Before another word had been spoken, a blur of black leather rushed forward and Riley dropped to the ground heavily, his nose bleeding profusely as Spike’s clenched fist lowered slowly, his intense blue gaze turning to Forrest and Graham—who ran.

“You,” Spike began, his voice full of fury. “You stay away from Buffy, and leave her bloody well alone.”

When Riley managed a nod, the peroxide blond turned back to the stunned girl he was with and grabbed her hand, leading her towards the vast expanse of lawn that led to the dorm rooms. Buffy quickly walked along with him, unable to form words other than those indicating the direction of her dorm room. They passed a number of students traipsing about the campus, and learned from hearing snatches of conversation that the lights in a number of the dorms were out.

To say Buffy was stunned would have been an understatement. Yes, she had known that there would have been some sort of confrontation, especially considering Riley’s possessive accusations and disillusioned, “charitable” attempts to get back together—but that Spike had flown off the handle like that, and hit him when he said that to her… She had never expected that.

A part of her was saying that she should be making Spike leave, should be getting as far away from him as possible and keeping a safe distance from then on. But, her heart argued, there was no indication that he’d been violent before—and since when was her heart acting like she was considering Spike’s relationship in a more than professional sense?

Um, since forever, the heart pointed out, leaving the blonde with a frown on her face. She couldn’t deny the presence of excitement coursing through her veins along with adrenaline and that overwhelmed feeling she’d been so used to the past few years; nor could she deny the questions flitting through her mind—mostly, what had made Spike react so strongly to Riley’s insult?

It wasn’t the way a coworker, or boss, or whatever would have treated the situation, and there was really no use trying to pass his behavior off like that. But admitting that she believed Spike felt more for her than their barely platonic interactions would dictate was a slippery slope, that forced her to acknowledge her own budding thoughts and feelings.

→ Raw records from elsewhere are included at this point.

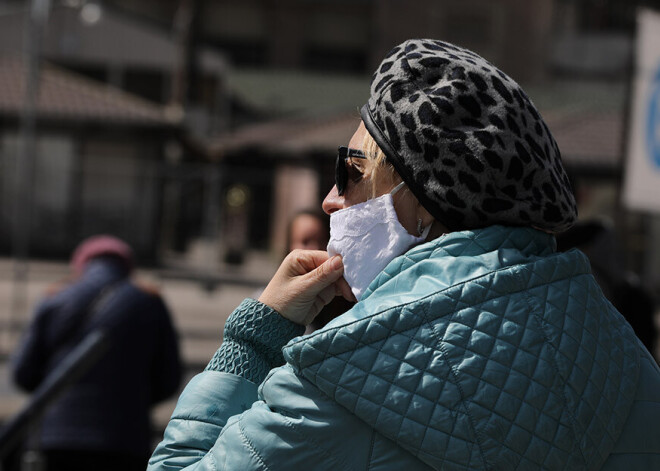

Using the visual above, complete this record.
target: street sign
[623,9,660,213]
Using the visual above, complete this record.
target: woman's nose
[321,185,344,214]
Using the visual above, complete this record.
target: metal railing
[0,330,110,471]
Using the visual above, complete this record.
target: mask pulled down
[328,184,431,301]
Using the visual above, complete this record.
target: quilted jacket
[150,226,660,471]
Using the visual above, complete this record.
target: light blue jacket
[149,226,660,471]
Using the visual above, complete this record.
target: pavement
[0,252,277,440]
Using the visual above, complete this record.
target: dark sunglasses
[335,146,367,196]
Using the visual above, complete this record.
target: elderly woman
[150,40,660,470]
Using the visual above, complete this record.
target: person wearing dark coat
[13,236,181,471]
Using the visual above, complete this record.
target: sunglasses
[335,146,367,196]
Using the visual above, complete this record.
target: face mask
[328,182,431,301]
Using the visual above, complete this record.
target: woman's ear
[416,205,449,240]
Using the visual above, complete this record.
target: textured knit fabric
[206,298,305,384]
[12,258,181,461]
[149,226,660,471]
[361,39,577,232]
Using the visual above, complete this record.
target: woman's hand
[259,250,356,325]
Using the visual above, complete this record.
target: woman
[150,40,660,470]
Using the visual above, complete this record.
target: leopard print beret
[361,39,577,232]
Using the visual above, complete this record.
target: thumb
[304,255,344,292]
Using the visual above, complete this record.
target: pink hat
[71,235,133,276]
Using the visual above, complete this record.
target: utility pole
[5,0,50,347]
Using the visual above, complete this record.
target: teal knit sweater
[206,298,305,384]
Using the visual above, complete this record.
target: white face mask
[328,182,431,301]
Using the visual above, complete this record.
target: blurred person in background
[557,205,658,359]
[149,40,660,471]
[13,235,181,471]
[252,209,353,333]
[284,209,330,257]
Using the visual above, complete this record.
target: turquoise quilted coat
[149,226,660,471]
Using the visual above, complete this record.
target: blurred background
[0,0,660,450]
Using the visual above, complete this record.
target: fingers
[305,255,344,292]
[335,276,357,303]
[282,249,329,276]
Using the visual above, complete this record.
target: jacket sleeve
[151,296,182,404]
[149,299,304,471]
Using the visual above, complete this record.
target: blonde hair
[362,132,402,198]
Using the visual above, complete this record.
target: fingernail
[330,255,342,271]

When she had confessed her traumatic event to him, she had no idea that she was doing more than getting the repressed emotions on the matter off her chest—she was, unknowingly and unwittingly, releasing that block on her heart that she’d put in place after her mother’s death, that had protected her from vulnerability and the weakness that she so feared. But there was something just so open and honest about Spike that caused those walls to crumble even before she realized what was happening, and before she knew it, she had begun to fall for him.

And then, as they walked quickly through the dark pathways to her dorm building, his hand still tightly (although not uncomfortably) gripping hers, she came to terms with what she’d been trying to deny, to explain, to repress—but despite all the strangeness that came from knowing him less than a week, and only having spent a few days with him, the chemistry was undeniable.

She wanted him, and felt that the want could move from need and then on in a very short time. There was only two things that she could do—stay and let herself float down that dark and unfamiliar path of unrestrained passion; or run.

And as they approached the doors of Stevenson Hall, Buffy realized that the time for her decision had already come upon her.